俺はそんな姉の部屋から泣いている声が聞こえて心配になったのが始まりである。しかし、余計なストレスを与えるわけにはいかないので1線を引いていた。
引き篭もってしまった姉のために、食事を姉の部屋に運んでいたいた。その時から、姉のすすり泣くのが聞こえていた。1日で落ち着き、運んだご飯も食べているようだった。
一週間過ぎると今度は大きな物音がし、何かが倒れる音、散らばる音、壊れる音が半日続いた。
そして1日経った今日、姉が落ち着いているのを願いながら、姉の部屋の前に立っていた。
・・・
ノックして返事をもらう前にドアを開けた。
姉の部屋は何時もベッドと机、そして本棚のみで、静かな森のイメージでレイアウトしてあった。しかし今では本棚は倒れ、机の上や床には本や紙が散乱しており、空き巣が入ったのと思わせるほど荒れていた。
そして唯一無事なベッドの上に姉はいた。
髪は所々跳ねており虐めのストレスのせいか所々白くなって、眼の下には大きなクマ。そして今にもまた泣きそうなほど顔を歪ませていた。
「……何の用よ?」
姉からは閉じ籠る前を装おうとしているのが感じられたが、姉の眼は何も残ってないかのように曇っていた。
「姉ちゃんが悲しそうだったから」
「……余計なお世話だから出てって」
「嫌だ」
「………なんでよ……ほっといたくせに!」
「それは悪かったと思ってる。でも姉ちゃんがあの時普通に話す事が出来ると思ってなかった」
「そうじゃの。優夜、取り敢えず落ち着きなさい」
「……え?」
気のせいだろうか? 今、確かにこの部屋の主以外の声がーーー
「あ〜〜、翔太。取り敢えず優夜を説得するのを手伝っておくれ」
やっぱり姉以外にいた。驚いて声の主の方を向くと、祖父がベッドの側にいた。
何時も自室にいるはずの祖父がここに居るのかが理解できずに混乱していると、その様子が面白いのか悪戯を成功させた子供みたいな笑顔を見せていた。

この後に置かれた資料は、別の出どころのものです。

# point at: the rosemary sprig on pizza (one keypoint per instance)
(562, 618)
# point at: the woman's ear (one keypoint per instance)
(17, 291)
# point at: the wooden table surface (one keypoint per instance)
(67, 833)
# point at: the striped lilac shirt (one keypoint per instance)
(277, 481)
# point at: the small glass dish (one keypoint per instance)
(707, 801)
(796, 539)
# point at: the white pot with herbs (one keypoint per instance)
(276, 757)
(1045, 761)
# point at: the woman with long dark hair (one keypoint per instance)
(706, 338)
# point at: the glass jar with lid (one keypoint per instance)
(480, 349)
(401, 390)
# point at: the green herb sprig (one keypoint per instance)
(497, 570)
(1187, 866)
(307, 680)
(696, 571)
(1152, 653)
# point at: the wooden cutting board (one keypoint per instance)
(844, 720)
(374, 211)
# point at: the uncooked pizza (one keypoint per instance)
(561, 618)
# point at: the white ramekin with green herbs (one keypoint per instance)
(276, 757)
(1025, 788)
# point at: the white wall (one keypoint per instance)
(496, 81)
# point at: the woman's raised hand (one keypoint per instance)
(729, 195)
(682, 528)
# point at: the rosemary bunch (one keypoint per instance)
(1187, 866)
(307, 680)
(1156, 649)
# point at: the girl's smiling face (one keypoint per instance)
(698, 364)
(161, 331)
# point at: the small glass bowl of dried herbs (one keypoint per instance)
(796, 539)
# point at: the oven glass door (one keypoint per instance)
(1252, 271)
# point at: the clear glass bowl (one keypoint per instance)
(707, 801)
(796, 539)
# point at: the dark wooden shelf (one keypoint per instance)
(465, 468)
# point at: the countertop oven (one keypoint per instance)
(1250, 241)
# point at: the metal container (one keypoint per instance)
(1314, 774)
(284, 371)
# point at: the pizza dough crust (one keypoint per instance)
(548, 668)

「何故居るのか、という顔をしとるのぅ。まあ、何時も自室におるから仕方ないが」
「そりゃあ驚くよ? ここに居るとかおかしいとしか思わないじゃん」
「それもそうかの、優夜の部屋からかなり大きな音が長く続いておったから流石に 近所に迷惑かけているからやめさせようと思ってたのじゃ」
詳しく聞くとノックに気づかず、入ってきた祖父を見て驚いた姉は、散らばった紙を踏んで倒れたらしい。それだけなら良かったのだが、倒れた先に机があって後頭部を強打したとの事。意識が戻るまで看病し、さっき目が覚めた所だったらしい。
聞いて驚いた。そして自分がおかしくなってしまっていると気づいた。
祖父が昨日の夕飯に来なかったのは気になっていたが、姉の部屋にいるとは思ってもいなかった。顔を見ると、歳のせいかそれとも……ともかく、顔色が姉以上に悪かった。
しかし、自分の事などお構い無しに、祖父は姉の看病をしていた。自分は普通の生活をしていた時に、姉は? 祖父は? 2人はどう過ごしていた? どうゆう思いで過ごしていた? 単純な事に気ずけなかった自分に吐き気がした。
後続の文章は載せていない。